If the premises behind nudges are valid, I think it's important to consider how our organizations' standards, defaults, and procedures (in the parlance, "choice architecture") are affecting our decisions. Since June we've been having this wide-ranging conversation about the future of the public service, and the difficulty of meaningful change is a common theme (see: Where Good Ideas Go to Die and Moving Public Service Mountains, Part I)

And adding to the many possible reasons, what if, even when we have direction or policy cover for positive progress, we're continuously stacking the deck on the side of the status quo?

An example (which I overuse, but it's easy to explain and so I beg forgiveness): let's say from workflow and policy perspectives, a desk-bound worker and a mobile worker are theoretically equivalent options. The information about mobile efficacy is available, the forms for securing the equipment exist, and both are permissable arrangements. However, when on day one at a job you're assigned a desk, a desktop computer, a landline, and no VPN, what signal does that send to both manager and employee about what is normal and what is aberrant?

Do such procedural barriers become cognitive biases? I would suggest the answer is "yes, and massively."

So when we're looking at moving the public service towards our ideal for 2020, we should be ruthless in examining the environment in which we work. Ideals can’t simply be possible, if forces are nudging in the opposite direction. Ideals have to seem like the standard.

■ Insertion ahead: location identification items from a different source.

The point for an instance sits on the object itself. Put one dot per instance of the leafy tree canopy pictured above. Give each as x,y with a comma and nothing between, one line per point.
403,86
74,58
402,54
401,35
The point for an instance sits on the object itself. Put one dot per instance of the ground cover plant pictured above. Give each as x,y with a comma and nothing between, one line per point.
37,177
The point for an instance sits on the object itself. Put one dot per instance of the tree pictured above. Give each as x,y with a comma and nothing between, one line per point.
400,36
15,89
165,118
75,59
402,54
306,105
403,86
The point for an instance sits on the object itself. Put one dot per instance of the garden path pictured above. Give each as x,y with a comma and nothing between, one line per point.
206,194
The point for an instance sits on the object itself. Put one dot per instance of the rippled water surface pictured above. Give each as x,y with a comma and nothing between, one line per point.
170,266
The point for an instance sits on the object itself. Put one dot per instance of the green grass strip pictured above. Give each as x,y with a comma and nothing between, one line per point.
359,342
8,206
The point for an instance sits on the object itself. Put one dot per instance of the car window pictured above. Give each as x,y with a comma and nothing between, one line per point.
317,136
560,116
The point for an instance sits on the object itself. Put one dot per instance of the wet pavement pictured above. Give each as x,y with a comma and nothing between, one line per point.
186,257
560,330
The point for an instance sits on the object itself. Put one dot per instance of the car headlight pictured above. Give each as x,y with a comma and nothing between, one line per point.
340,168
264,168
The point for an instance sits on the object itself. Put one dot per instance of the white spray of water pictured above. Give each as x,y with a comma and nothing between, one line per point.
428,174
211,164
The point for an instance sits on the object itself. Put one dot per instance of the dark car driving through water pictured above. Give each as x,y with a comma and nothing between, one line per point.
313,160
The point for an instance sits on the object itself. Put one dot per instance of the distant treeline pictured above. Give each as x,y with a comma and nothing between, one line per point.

They have to seem downright normal.

Making the Vision a Reality

The U.K. provides another concept to borrow and remix (both internally and externally) - contestable policy. We consult on policy in development; why not solicit feedback on existing policy and process, to see if it works as intended, or if the environment to which it applies has changed?

And we have the tools. This could happen today. Copy and paste into our GC-wide platforms that happen to have discussion threads built in, and just ask: does this still work the way we thought it would?

It’s the same approach as the Behavioural Insights Team: the scientific method, applied to government.